MPs report that brain drain persists in Northern Ireland due to university places cap
The committee said that trend was widening the gap between the skills employers want and the talent available within the region’s workforce.
In 2020, the cap on student places across NI’s two universities was set between 6,000 and 7,000.
In a report focusing on bolstering investment in the Province, the committee urged Stormont and the Government to work together to find ways to raise the cap.
Committee chairman Simon Hoare said: “Northern Ireland generates no shortage of talented people and has two fantastic universities, but a brain drain has persisted, leaving Northern Ireland worse off.
“Although no panacea, we think raising the cap would help slow the leak, leading to greater prosperity, and we want the UK Government and the Executive, when formed, to find ways of increasing student numbers.
“Prosperity is the other side of the Belfast/Good Friday Agreement coin, and this is why getting these things right is so important.”
Earlier this year, former Stormont economy minister Gordon Lyons highlighted the financial implications of raising the cap, warning it would require introducing higher tuition fees or taking money from another Stormont department.
Northern Irish students who study at local universities currently pay £4,630 a year in tuition fees, compared with a maximum of £9,250 for those who study in England.
Last month, Mr Lyons announced a full review of the higher education funding system.
The committee also urged reform of the apprenticeship levy in Northern Ireland.
It expressed concern that, unlike the system in England, the money generated by the levy on businesses in the region is not ring-fenced to fund apprenticeships.
Funds raised by the levy in Northern Ireland can be spent on any policy area.

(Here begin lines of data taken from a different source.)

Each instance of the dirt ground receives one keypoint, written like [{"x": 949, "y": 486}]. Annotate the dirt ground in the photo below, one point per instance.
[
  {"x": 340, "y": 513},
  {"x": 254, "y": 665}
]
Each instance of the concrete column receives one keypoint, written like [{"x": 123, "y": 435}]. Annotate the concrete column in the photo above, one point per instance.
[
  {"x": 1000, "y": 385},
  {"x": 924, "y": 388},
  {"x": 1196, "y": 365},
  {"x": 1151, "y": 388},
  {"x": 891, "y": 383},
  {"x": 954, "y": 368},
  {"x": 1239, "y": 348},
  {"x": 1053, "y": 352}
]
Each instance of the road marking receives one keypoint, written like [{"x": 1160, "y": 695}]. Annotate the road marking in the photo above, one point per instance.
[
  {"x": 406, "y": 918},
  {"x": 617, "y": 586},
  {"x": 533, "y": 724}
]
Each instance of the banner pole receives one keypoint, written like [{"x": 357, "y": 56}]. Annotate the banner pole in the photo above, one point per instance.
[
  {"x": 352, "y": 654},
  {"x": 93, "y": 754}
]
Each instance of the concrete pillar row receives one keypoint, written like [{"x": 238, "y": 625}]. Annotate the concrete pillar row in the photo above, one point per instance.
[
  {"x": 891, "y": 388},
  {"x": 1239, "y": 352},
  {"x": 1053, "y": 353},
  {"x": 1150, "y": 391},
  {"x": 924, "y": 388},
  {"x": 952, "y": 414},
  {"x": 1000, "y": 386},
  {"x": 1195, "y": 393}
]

Mr Hoare added: “We heard frustrations that businesses are seeing little return for their money.
“Meanwhile, good people in areas of high unemployment in Northern Ireland are blocked from getting the skills that would enable them to secure the stable jobs they sorely need and deserve.
“Given the damage this could do to business confidence and the demand to increase training in Northern Ireland, a way around this while respecting devolution must be found.”
Committee members also highlighted that Northern Ireland has received proportionally less than the other UK nations from the first round of the Government’s Levelling Up funding.
They called on the Government to work more collaboratively with Stormont and consider giving it more control over how Levelling Up funding is spent.
The committee also urged the Government to ensure there are no gaps or shortfalls in allocations from the new UK Shared Prosperity Fund (UKSPF), which is due to replace outgoing EU structural funding.